Libějovice is a municipality and village in Strakonice District in the South Bohemian Region of the Czech Republic. It has about 500 inhabitants.

Administrative parts
Villages of Černěves and Nestanice are administrative parts of Libějovice.

Geography
Libějovice is located about  southeast of Strakonice and  northwest of České Budějovice. It lies mostly in the České Budějovice Basin. There are several ponds in the territory.

History
The first written mention of Libějovice is from 1264.

Sights

There are two castles in Libějovice, called Old Castle and New Castle. The Old Castle was built in the Renaissance style by William of Rosenberg in the mid-16th century and reconstructed in 1715–1718 by the then-owner Karl Kajetan Lord of Bucquoy. The New Castle was founded by Lords of Buquoy in 1696 but it was not completed until 1754. The late Empire style castle was rebuilt and extended in 1816–1817. Today both castles are privately owned and inaccessible.

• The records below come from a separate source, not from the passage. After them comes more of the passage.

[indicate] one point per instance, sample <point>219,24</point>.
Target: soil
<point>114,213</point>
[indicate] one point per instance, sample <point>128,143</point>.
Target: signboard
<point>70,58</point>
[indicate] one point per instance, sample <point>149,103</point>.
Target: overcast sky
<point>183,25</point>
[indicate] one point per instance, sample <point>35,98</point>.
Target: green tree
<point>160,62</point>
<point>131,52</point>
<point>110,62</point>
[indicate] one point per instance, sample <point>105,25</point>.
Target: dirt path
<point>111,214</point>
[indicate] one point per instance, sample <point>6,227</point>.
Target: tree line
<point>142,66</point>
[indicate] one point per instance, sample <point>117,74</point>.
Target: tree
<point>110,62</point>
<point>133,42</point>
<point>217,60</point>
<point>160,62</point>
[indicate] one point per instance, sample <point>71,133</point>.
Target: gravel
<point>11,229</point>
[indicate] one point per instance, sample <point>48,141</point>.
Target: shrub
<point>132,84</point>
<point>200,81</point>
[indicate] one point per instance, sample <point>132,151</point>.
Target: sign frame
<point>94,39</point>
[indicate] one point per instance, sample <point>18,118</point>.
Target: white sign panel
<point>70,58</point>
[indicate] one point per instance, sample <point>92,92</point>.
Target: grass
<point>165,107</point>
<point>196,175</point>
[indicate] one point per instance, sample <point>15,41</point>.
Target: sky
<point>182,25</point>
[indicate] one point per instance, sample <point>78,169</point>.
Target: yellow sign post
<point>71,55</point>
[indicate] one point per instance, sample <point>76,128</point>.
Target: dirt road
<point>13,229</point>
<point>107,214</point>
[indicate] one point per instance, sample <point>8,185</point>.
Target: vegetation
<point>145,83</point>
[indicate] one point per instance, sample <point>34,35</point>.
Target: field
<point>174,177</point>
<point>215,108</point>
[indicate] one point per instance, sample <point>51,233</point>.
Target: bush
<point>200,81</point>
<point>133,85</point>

The hill Lomec in the southern part of the municipality is one of the most important pilgrimage sites in the region. There is the Lomec Monastery with the Church of the Name of the Virgin Mary. The monastery was originally a hunting manor house built in 1709–1710. Today it is home of the Congregation of the Gray Sisters of the Third Order of Saint Francis. The church belongs to important works of the Baroque in Central Europe. It was built in 1696–1702 for the miraculous statue of the Virgin Mary with Jesus and houses a unique altar, which is an imitation of Bernini's papal altar from the St. Peter's Basilica in Vatican.